From what I have read hyposalinity is less stressfull than the copper plus the tank can then be re-used later for another purpose. Remember hyposalinity is 1.009. Lower the salinity in the qt slowly to further reduce the stress factor but that is where it needs to be to kill the parasite.
HTH
 

Kirblit

Active Member
Do you think that that many fish in a 55 will be feasible because two are tangs that are about 4 inches each? Hypo is what I want to do but I don't have any bio balls or any sponges in my sump that I can use. If I put some in there how long do you think that it will take for them to be seeded enough to be a decent filter?
 

lcstorc

Well-Known Member
Even if you had them they will just be a help. They won't eliminate the cycle regardless. I even went so far as to buy LR for my QT and still had amonia through the roof and was doing 2 50% water changes a day.
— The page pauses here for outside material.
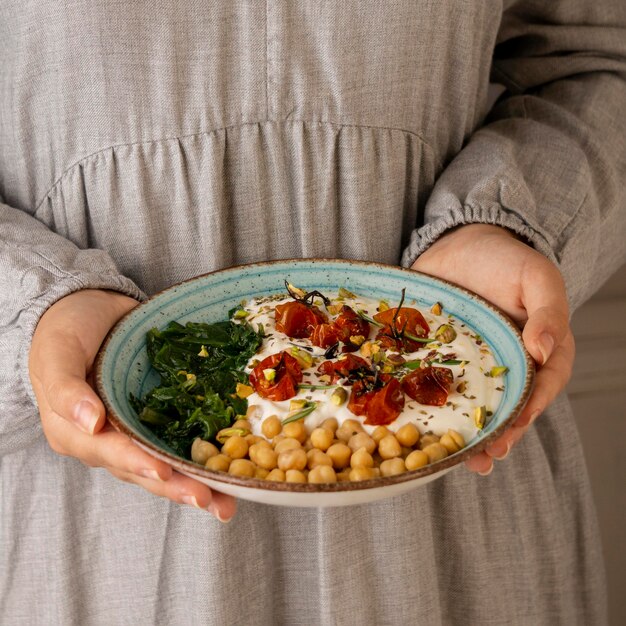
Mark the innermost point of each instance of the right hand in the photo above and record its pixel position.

Unfortunately it is just something that the tank has to go through.
You could start cycling the qt and hope the fish have enough of an immunity to hold on until it is ready. It would be risky IMO but if they are all eating and acting normally it is worth thinking about anyway.
They should be fine in that size tank short term.
 

Kirblit

Active Member
How long do fish usually survive with the Ich before they succumb to the parasite because I would like to get the QT somewhat cycled before putting them in? Should I put them in the tank in increments or just add them all at once? I obviously wouldn't start the hypo until all of them are in it however.
 

lcstorc

Well-Known Member
It all depends on how healthy the fish are and how bad the infection is. I have never heard a time line.
 

michael_cb_125

Well-Known Member
I am not 100% sure, but I think that once a fish gets ick, it always has it. Its just a case of whether or not the fish suffer from an outbreak. Kinda like ring worm in mammals. As long as the fish are eating well, and acting normally, the ick should dissipate. Someone correct me if I am wrong.